We zipped across Roosevelt Boulevard and found ourselves at Carpenter Lane, amidst the streetscape and goodness around the Weaver’s Way Co-op, now surrounded with a cafe and bookstore, and the classic public school, and strange, yet workable suggestive old storefronts. The Germantown streets are as lovely and authentic as Montmartre. I visited with a lady who makes violin bows and has a handsome store there on Germantown Avenue in Pelham, on the Germantown end of Mt. Airy. She showed us the oldest schoolhouse in the city, with its thick stone walls and shutters recalling a Norman tavern—all this across from a gabled, rambling, exuberant Flemish composition (with a new life as condos and stores), seemingly lifted from the Grote Markt in Haarlem.

Philadelphia is a million charming, intimate spaces, all those interiors of blocks and hemmed-in corners, and special renovations with stone and stucco and bright colors. Germantown itself is being saved, its lovely ornamental finials scraped and repainted. This is special, because really you can count on one fingerless hand the number of other real cities in America that reveal this depth of age and evolution, but what about the edges of these blocks where they meet the wide commercial avenues? So many of those edges are chopped, abandoned and repulsive—and empty, of course.

Then I hopped on the 23 bus back to 12th and Bainbridge streets from Germantown Market Square, and it took about 50 minutes, but I got to look carefully at the remains of Germantown Avenue. Here are the solid bones of a broad, thoroughly commercial promenade, with storefronts for 40 blocks.

God knows the Avenue isn’t charming. It’s filthy and abandoned in places and any new development betrays a hatred for urbanity. Yet here is the muscular scale I fear is disappearing from the narrative of life in this city, outside of Center City. There are probably 15 of these avenues, which on paper probably connect half the city’s population in one way or another.

Most of them have been attacked by demographic changes and a shift in shopping patterns. We’ve forgotten how critical they are to the life of the big city. Philadelphia isn’t just Center City. Nor should it just rely on its neighborhood charm and intimacy.

The city without its avenues is small and isolated, and perhaps not a city at all. Unless the avenues are pleasant and useful again, we won’t ever be the sort of city that really makes us say, “Jesus, Philly!”

I’m captivated by neighborhood banter and narrow, antique blocks, but I also want my city to feel open and powerful. I want it to carry me away, not just get in my face.

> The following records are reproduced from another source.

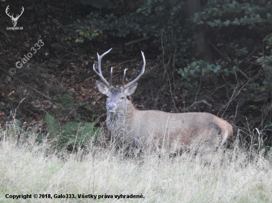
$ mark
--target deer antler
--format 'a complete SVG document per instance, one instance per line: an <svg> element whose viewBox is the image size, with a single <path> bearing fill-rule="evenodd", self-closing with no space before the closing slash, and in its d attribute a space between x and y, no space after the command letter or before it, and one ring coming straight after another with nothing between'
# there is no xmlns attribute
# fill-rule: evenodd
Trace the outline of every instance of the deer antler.
<svg viewBox="0 0 272 203"><path fill-rule="evenodd" d="M12 16L10 16L10 15L9 15L9 13L7 13L7 10L9 9L9 8L8 7L8 6L9 6L9 5L8 5L7 6L6 8L5 9L5 13L6 13L6 14L7 14L8 16L9 16L10 18L13 18L13 15L12 15Z"/></svg>
<svg viewBox="0 0 272 203"><path fill-rule="evenodd" d="M9 5L8 5L7 6L7 7L6 7L6 8L5 9L5 13L6 13L6 14L9 16L10 17L10 18L11 18L13 20L18 20L19 17L20 16L21 16L22 15L22 14L23 14L23 12L24 12L24 11L25 10L25 9L24 8L24 7L23 6L22 6L22 11L21 11L21 14L20 15L17 15L16 16L16 18L14 18L13 17L13 15L12 14L12 16L11 16L10 15L9 15L9 13L7 13L7 11L8 11L8 10L9 9L9 8L8 7L8 6L9 6Z"/></svg>
<svg viewBox="0 0 272 203"><path fill-rule="evenodd" d="M24 8L24 7L23 6L22 6L22 11L21 11L21 14L20 15L17 15L17 16L16 16L16 18L15 18L15 19L18 20L19 17L20 16L21 16L22 15L22 14L23 14L23 12L25 10L25 9Z"/></svg>
<svg viewBox="0 0 272 203"><path fill-rule="evenodd" d="M123 88L126 89L128 87L130 86L133 84L135 83L136 82L138 81L139 79L141 77L143 73L144 72L144 67L145 67L145 59L144 58L144 55L143 55L143 52L142 51L141 51L141 55L142 55L142 60L143 61L143 64L142 65L142 68L141 68L141 71L139 75L135 78L134 80L132 81L131 82L127 84L126 85L125 85L125 77L126 76L126 69L125 69L125 71L124 71L124 75L123 76L123 79L122 80L122 82L123 83Z"/></svg>
<svg viewBox="0 0 272 203"><path fill-rule="evenodd" d="M97 58L98 58L98 71L97 72L96 70L95 70L95 68L94 67L94 64L93 64L93 70L96 73L97 75L98 75L102 81L104 82L104 84L105 84L108 87L110 87L112 86L112 68L111 68L111 70L110 71L110 83L109 83L108 81L105 79L105 78L103 76L103 75L102 74L102 72L101 71L101 60L103 57L105 56L106 54L107 54L108 53L109 53L111 49L111 48L108 51L105 52L104 54L103 54L102 55L99 56L98 53L97 53Z"/></svg>

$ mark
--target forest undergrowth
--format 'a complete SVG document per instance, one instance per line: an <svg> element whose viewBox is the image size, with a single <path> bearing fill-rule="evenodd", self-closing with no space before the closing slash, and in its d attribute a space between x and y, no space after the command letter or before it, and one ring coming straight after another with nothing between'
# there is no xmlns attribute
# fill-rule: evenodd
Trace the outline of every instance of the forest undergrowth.
<svg viewBox="0 0 272 203"><path fill-rule="evenodd" d="M167 151L143 151L128 157L112 142L104 147L90 140L83 149L71 153L56 147L55 140L38 141L39 130L22 129L15 119L0 129L0 202L269 203L272 199L272 156L264 150L244 149L238 138L229 149L218 147L207 162L195 156L193 146L175 157ZM32 198L12 199L26 194ZM59 198L61 195L68 198Z"/></svg>

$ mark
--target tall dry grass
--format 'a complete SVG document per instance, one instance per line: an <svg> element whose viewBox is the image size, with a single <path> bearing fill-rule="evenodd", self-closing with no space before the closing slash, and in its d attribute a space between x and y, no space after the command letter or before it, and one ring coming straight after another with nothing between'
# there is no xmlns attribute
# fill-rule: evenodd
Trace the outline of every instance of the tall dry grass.
<svg viewBox="0 0 272 203"><path fill-rule="evenodd" d="M34 129L35 130L35 129ZM37 130L37 129L36 129ZM272 164L262 152L219 148L210 162L184 153L143 153L125 158L114 147L90 144L89 153L72 154L54 149L48 142L36 141L15 122L0 131L0 202L103 203L270 203ZM250 158L250 159L249 158ZM32 194L12 200L9 195ZM51 198L34 199L34 194ZM76 198L56 199L54 194ZM95 200L78 195L96 195ZM99 198L98 195L112 195ZM142 195L144 198L115 195ZM48 196L47 196L48 197Z"/></svg>

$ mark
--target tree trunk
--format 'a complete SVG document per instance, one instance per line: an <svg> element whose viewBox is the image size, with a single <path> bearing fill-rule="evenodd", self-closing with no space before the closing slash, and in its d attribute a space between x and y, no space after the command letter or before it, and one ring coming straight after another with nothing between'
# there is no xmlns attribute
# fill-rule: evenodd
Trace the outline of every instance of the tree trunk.
<svg viewBox="0 0 272 203"><path fill-rule="evenodd" d="M187 0L187 17L190 18L194 13L200 10L200 0ZM189 20L195 44L192 49L193 56L198 59L213 63L213 59L210 47L210 39L205 25L196 25L192 20Z"/></svg>

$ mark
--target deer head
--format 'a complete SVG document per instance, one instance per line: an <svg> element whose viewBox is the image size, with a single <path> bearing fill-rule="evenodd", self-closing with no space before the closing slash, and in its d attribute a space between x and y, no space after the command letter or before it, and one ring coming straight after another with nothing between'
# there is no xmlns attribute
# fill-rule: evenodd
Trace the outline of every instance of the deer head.
<svg viewBox="0 0 272 203"><path fill-rule="evenodd" d="M110 71L109 83L108 82L103 76L101 71L101 60L103 57L109 53L111 49L110 49L101 56L99 56L97 53L97 57L98 59L98 72L95 70L94 64L93 64L93 69L96 74L100 76L103 81L103 82L101 82L99 81L96 81L96 84L99 92L106 95L106 107L107 111L109 112L116 112L123 111L127 102L127 96L133 94L135 91L137 85L136 82L141 77L144 72L145 60L144 59L143 53L141 52L143 65L139 75L134 80L127 85L125 85L125 78L126 75L126 69L125 69L122 79L122 86L119 88L115 88L112 84L112 68Z"/></svg>
<svg viewBox="0 0 272 203"><path fill-rule="evenodd" d="M24 12L24 10L25 9L24 9L24 7L23 6L22 6L22 11L21 12L21 14L20 15L17 15L16 16L16 18L13 18L13 14L12 14L12 16L10 16L9 15L9 13L7 13L7 11L9 9L8 6L9 6L9 5L8 5L7 6L7 7L5 9L5 13L6 13L6 14L8 16L9 16L10 17L10 19L12 21L12 24L13 24L13 26L15 27L17 25L17 21L18 21L18 19L19 19L19 17L22 15L22 14L23 14L23 12Z"/></svg>

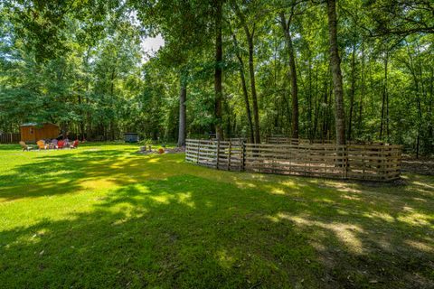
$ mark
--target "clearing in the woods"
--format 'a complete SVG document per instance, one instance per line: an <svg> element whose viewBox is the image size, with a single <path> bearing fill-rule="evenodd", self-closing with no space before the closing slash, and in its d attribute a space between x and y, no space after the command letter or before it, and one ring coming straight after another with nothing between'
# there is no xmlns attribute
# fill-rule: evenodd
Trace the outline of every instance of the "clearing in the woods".
<svg viewBox="0 0 434 289"><path fill-rule="evenodd" d="M434 177L210 170L184 154L0 146L5 288L434 286Z"/></svg>

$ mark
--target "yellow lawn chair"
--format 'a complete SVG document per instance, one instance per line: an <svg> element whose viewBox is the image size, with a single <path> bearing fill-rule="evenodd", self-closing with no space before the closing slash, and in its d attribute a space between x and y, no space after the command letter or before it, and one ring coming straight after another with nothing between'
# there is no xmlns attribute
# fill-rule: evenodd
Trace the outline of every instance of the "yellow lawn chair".
<svg viewBox="0 0 434 289"><path fill-rule="evenodd" d="M38 144L38 148L40 150L45 150L47 149L47 145L45 144L45 142L42 140L39 140L36 142L36 144Z"/></svg>
<svg viewBox="0 0 434 289"><path fill-rule="evenodd" d="M21 147L23 148L23 152L24 152L24 151L31 151L31 150L33 149L33 147L32 145L27 145L27 144L25 144L25 143L23 142L23 141L20 141L20 145L21 145Z"/></svg>

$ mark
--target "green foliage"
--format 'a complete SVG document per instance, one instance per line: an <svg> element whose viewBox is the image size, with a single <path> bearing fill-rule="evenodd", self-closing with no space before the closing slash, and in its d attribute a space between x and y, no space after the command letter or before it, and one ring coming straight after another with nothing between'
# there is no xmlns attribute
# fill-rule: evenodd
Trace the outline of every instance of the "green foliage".
<svg viewBox="0 0 434 289"><path fill-rule="evenodd" d="M0 145L3 287L432 287L432 176L373 188L137 150Z"/></svg>
<svg viewBox="0 0 434 289"><path fill-rule="evenodd" d="M211 0L2 3L0 130L16 130L23 122L55 122L86 138L116 139L135 131L145 138L174 140L183 85L187 134L204 135L217 121L213 77L220 66L224 135L249 136L240 77L243 69L250 99L244 19L254 31L260 131L289 135L288 55L276 21L283 11L292 14L299 135L335 138L325 5L316 1L225 1L222 63L215 62L214 7ZM410 153L432 154L432 5L427 1L340 0L337 13L352 139L392 142ZM143 37L158 34L165 46L144 55ZM237 53L244 61L242 67Z"/></svg>

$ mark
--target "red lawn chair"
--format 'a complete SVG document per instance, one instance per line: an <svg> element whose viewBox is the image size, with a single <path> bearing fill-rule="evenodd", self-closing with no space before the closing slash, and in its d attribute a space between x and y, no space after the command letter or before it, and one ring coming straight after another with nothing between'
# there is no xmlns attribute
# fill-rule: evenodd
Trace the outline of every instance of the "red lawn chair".
<svg viewBox="0 0 434 289"><path fill-rule="evenodd" d="M79 140L76 139L76 140L72 143L72 144L71 144L70 147L71 147L71 148L77 148L78 146L79 146Z"/></svg>
<svg viewBox="0 0 434 289"><path fill-rule="evenodd" d="M59 142L57 142L57 148L61 149L61 148L63 148L65 146L65 142L61 140Z"/></svg>

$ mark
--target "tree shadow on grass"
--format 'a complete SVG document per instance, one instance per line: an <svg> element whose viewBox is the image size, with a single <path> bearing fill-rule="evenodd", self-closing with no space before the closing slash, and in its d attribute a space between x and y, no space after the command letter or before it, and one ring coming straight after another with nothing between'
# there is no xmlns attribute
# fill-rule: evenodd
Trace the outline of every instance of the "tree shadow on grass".
<svg viewBox="0 0 434 289"><path fill-rule="evenodd" d="M86 164L91 166L93 161ZM132 165L128 160L116 161ZM165 160L166 164L158 158L143 161L150 162L146 170L152 172L165 165L179 168L176 157ZM100 177L95 168L83 172L85 177ZM419 195L425 198L426 207L406 214L399 212L404 207L399 200L388 202L392 193L382 199L358 185L336 189L330 182L319 187L297 178L288 180L299 183L273 185L274 177L226 172L224 181L211 182L210 170L189 169L197 173L146 182L118 180L120 187L90 212L71 212L68 219L42 219L3 231L1 284L163 288L434 285L433 219L426 211L432 208L432 195ZM108 170L104 174L136 178L129 170ZM375 204L380 200L384 203Z"/></svg>

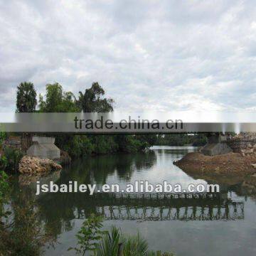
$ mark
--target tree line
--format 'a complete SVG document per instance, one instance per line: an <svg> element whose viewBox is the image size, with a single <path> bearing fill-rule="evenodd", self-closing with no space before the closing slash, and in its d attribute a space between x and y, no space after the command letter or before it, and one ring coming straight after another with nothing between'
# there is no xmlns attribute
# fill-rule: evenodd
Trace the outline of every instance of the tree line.
<svg viewBox="0 0 256 256"><path fill-rule="evenodd" d="M31 82L21 82L17 87L16 112L109 112L114 110L114 100L105 97L98 82L93 82L78 97L65 92L58 82L46 86L46 95L37 93ZM49 136L49 135L48 135ZM152 145L156 135L70 135L55 134L55 144L73 158L86 154L135 152Z"/></svg>

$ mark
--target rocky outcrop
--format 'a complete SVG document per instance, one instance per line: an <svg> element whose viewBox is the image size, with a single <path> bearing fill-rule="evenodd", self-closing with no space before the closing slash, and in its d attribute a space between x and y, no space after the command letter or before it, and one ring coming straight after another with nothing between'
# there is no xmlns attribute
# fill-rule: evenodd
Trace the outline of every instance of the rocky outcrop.
<svg viewBox="0 0 256 256"><path fill-rule="evenodd" d="M256 168L252 165L255 163L255 155L243 157L238 153L228 153L210 156L192 152L174 164L187 174L241 177L256 173Z"/></svg>
<svg viewBox="0 0 256 256"><path fill-rule="evenodd" d="M18 171L22 174L38 175L58 171L62 166L50 159L25 156L18 165Z"/></svg>
<svg viewBox="0 0 256 256"><path fill-rule="evenodd" d="M228 146L235 153L243 156L256 154L256 134L255 132L242 132L228 141Z"/></svg>

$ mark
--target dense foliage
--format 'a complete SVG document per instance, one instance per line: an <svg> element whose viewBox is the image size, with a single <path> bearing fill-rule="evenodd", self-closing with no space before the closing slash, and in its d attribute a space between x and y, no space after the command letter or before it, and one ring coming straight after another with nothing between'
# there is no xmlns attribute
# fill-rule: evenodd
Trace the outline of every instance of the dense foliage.
<svg viewBox="0 0 256 256"><path fill-rule="evenodd" d="M71 92L64 92L55 82L46 85L45 99L39 95L39 112L108 112L113 111L114 100L105 98L105 90L93 82L85 92L79 92L78 100ZM73 158L86 154L104 154L115 152L135 152L152 144L154 135L54 135L55 144Z"/></svg>
<svg viewBox="0 0 256 256"><path fill-rule="evenodd" d="M16 111L32 112L36 110L36 92L32 82L21 82L17 87Z"/></svg>
<svg viewBox="0 0 256 256"><path fill-rule="evenodd" d="M102 231L103 219L92 215L84 223L78 237L78 253L85 255L92 251L95 256L173 256L170 252L154 252L149 250L147 241L139 233L134 236L124 235L112 226L110 231Z"/></svg>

I’d like to consider a Philadelphia where Baltimore-Lancaster-Broad Street-Passyunk-Snyder-Oregon-Olney-Lehigh-Allegheny-Ridge-Germantown-Girard-Castor-Frankford-Bustleton meet the urban potential of their scale and diversity. This is the only way Philly serves our dreams. Let a place like Frankford Avenue drift to a bullet-ridden death, and no matter how lovely Center City continues to become, Philadelphia won’t ever be the big city it actually is.